The winter sun is low in the Seattle sky, casting long still shadows with dry, shimmering highlights (see how the blades of grass and the tips of the bare branches glisten). Capturing these ancient trunks in the rare winter sun and in the winter of their lives, as it happens, is a gift, especially for all the memories spent among them over summers past. I also enjoy seeing these trees — so famous for their verdance and their champagne shades of pink — stripped to the raw form in black and white.
The contrast with the built structures behind is overt and that pleases me, too. For me, the meaning of art suffers with obscurity — yet when there is depth in what is simple and direct, that is something exquisite. I will be chasing that forever.

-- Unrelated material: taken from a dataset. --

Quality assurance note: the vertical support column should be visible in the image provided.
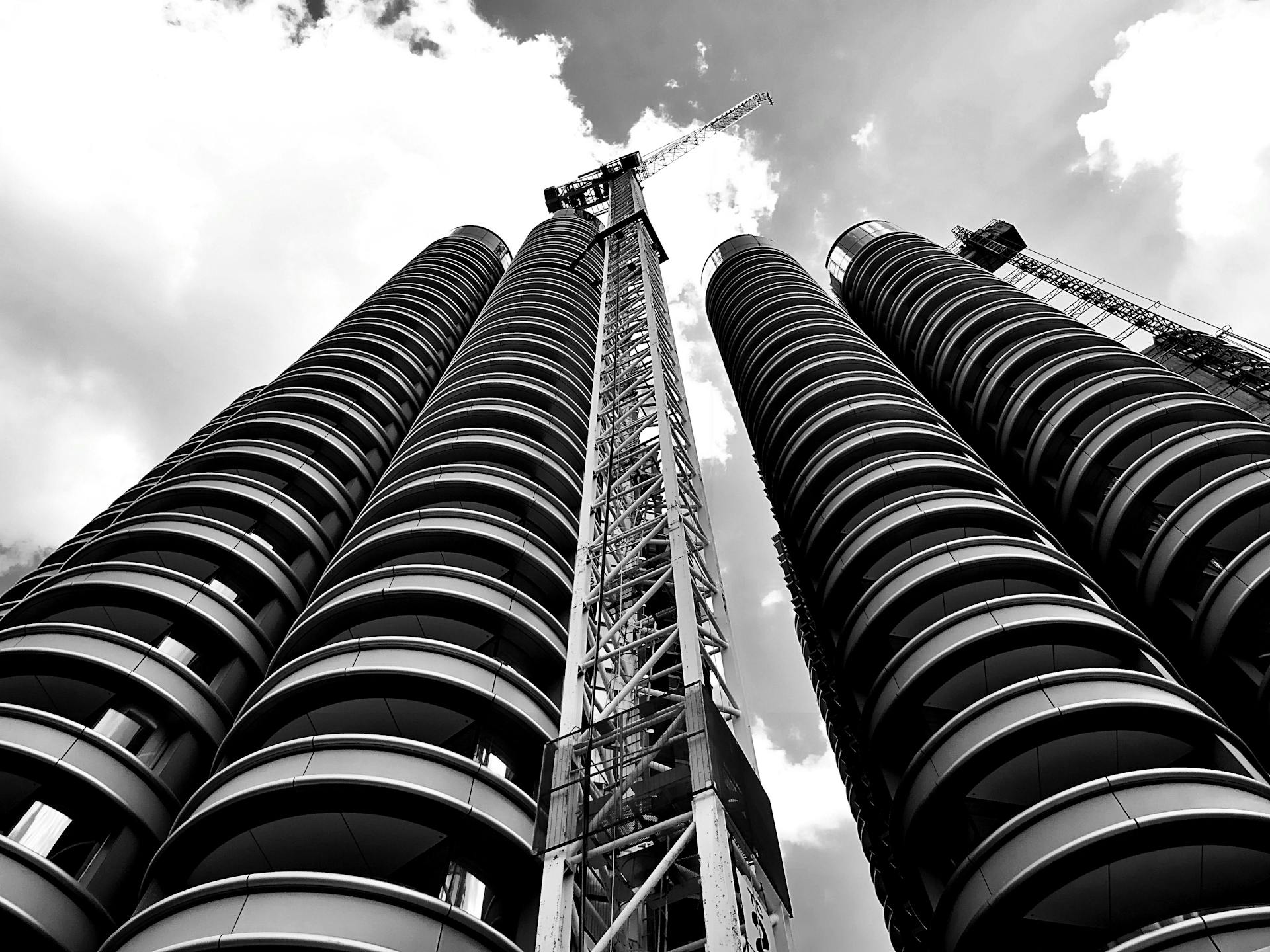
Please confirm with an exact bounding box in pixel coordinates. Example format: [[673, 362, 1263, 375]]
[[537, 177, 788, 952]]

Photo-speak: I wanted to emphasize this effect (focusing on the trunks) with a close crop by shooting with a mid-range lens (probably a 50 and an 85). The exchange is that in this middle length, which is better suited for separating the subject, I start to lose depth of field, especially at hand-held shutter speeds or on slower film like the Delta 100 above (notice the blurred background—an 85mm at its happiest). Although bokeh like this can be lovely, I think images in full focus are more difficult to compose and ultimately, more interesting. With the Tri-X 400 (below) I did my best by sacrificing what I could in the front. A tripod, as always, would have helped! (Longer exposures / larger f-stops / greater DOF.)